While kayaking earlier in the day I had asked Craig if he knew a good place in town where I could finally eat some of those famous New Zealand Green Lipped Mussels. He said not to worry he knew a great place. Well, this was too good to be true. Beaching our kayaks on one of the many secluded island beaches, Craig quickly showed me where the mussels were on the rocks and we went to work pulling off about 3 dozen. Putting them in a bag and locking them in a compartment on the kayak with some seawater, he exclaimed “you’re set Xavier! Cook these up with garlic, white wine and cream.” Are you kidding me? I was ecstatic!
As we set off for homebase on our kayaks we noticed the waters starting to get rough, winds picking up, and cloudy skies looming. Struggling against the elements, Craig shouted to us across the waves and wind, “DO YOU GUYS FEEL A LITTLE CRAZY?” Kristin and I look at each other and shout back a hesitant “YES?” The other kayaking couple shouts the same hesitant “YES”.

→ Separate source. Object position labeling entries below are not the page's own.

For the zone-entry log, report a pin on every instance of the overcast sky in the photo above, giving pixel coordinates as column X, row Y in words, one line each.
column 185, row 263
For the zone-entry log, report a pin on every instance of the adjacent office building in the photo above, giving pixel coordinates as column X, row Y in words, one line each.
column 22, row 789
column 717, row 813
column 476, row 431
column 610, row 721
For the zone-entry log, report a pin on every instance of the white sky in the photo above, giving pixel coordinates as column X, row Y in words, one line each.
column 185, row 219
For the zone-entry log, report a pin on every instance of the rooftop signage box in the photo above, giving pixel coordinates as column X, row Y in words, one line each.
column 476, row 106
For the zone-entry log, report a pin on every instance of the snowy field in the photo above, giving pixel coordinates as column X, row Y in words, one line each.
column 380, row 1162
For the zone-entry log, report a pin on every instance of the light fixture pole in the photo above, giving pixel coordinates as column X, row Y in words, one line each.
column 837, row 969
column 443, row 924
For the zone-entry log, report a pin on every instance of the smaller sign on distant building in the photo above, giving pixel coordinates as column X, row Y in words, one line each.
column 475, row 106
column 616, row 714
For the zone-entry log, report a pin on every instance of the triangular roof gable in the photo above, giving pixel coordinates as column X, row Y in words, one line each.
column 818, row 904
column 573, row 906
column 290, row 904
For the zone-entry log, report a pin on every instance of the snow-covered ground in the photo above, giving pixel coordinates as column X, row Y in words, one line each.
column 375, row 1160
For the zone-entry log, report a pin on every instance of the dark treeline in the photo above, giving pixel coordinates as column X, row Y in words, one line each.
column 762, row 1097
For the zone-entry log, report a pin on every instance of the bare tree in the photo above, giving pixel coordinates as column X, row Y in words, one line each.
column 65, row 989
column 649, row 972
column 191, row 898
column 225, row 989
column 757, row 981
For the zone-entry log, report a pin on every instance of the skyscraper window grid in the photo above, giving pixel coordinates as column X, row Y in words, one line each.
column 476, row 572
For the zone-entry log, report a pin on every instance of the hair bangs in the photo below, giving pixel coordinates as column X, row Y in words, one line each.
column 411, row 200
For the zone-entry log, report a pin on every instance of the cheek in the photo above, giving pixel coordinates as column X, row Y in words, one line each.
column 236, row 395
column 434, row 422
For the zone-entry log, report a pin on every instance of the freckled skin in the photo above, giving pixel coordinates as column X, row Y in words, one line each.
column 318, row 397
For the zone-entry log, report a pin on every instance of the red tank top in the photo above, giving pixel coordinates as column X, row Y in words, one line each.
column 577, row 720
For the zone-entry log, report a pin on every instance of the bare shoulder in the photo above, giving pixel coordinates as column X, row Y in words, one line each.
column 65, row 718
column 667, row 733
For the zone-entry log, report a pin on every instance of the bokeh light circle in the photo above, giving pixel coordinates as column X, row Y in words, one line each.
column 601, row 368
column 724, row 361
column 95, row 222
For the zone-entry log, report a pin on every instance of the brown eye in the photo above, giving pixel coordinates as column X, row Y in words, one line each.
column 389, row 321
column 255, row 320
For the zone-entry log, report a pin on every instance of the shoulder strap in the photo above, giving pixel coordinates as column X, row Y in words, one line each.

Craig motions us to put one kayak on each side of his kayak. We do so as he starts to pull out a large piece of material. He then starts to shout out instructions to us of how he is going to set up a sail and have us take advantage of the strong winds. Craig instructed the front kayakers to hold on to the front of his kayak in the middle with one hand, and with our other hand holding on to the two bottom corners of the sail, then instructed Kristin and the other kayaker to tie the other ends of the sail to the top of each paddle and hold them up high. Craig was now holding on to the back of each kayak, making a make-shift catamaran! With Craig screaming out instructions to us, we quickly gained speed and started to fly across the water. We were all hanging on for dear life but having one truly exilirating time. One last instruction from Craig: “IF EVERYTHING GOES TO HELL, DROP EVERYTHING AND GET BACK ON YOUR KAYAK!” Well, I’m glad to report we sailed that make-shift catamaran like champs. I would have loved to have taken a picture of us flying across those waves, grinning wide grins, shouting with joy as we crashed through the waves and a light drizzle starting to fall from the sky, all the time hanging on to our sail and faithfully following every instruction given by Craig.
Later that evening I followed Craig’s instructions one last time. Sautéing some garlic in butter adding the white wine, mussels and cream. A few glasses of white wine and some good bread were the finishing touches. They were the best mussels I had ever eaten.
It was one more moment for New Zealand. One more “Oh my God”. One more memory that will last us a lifetime.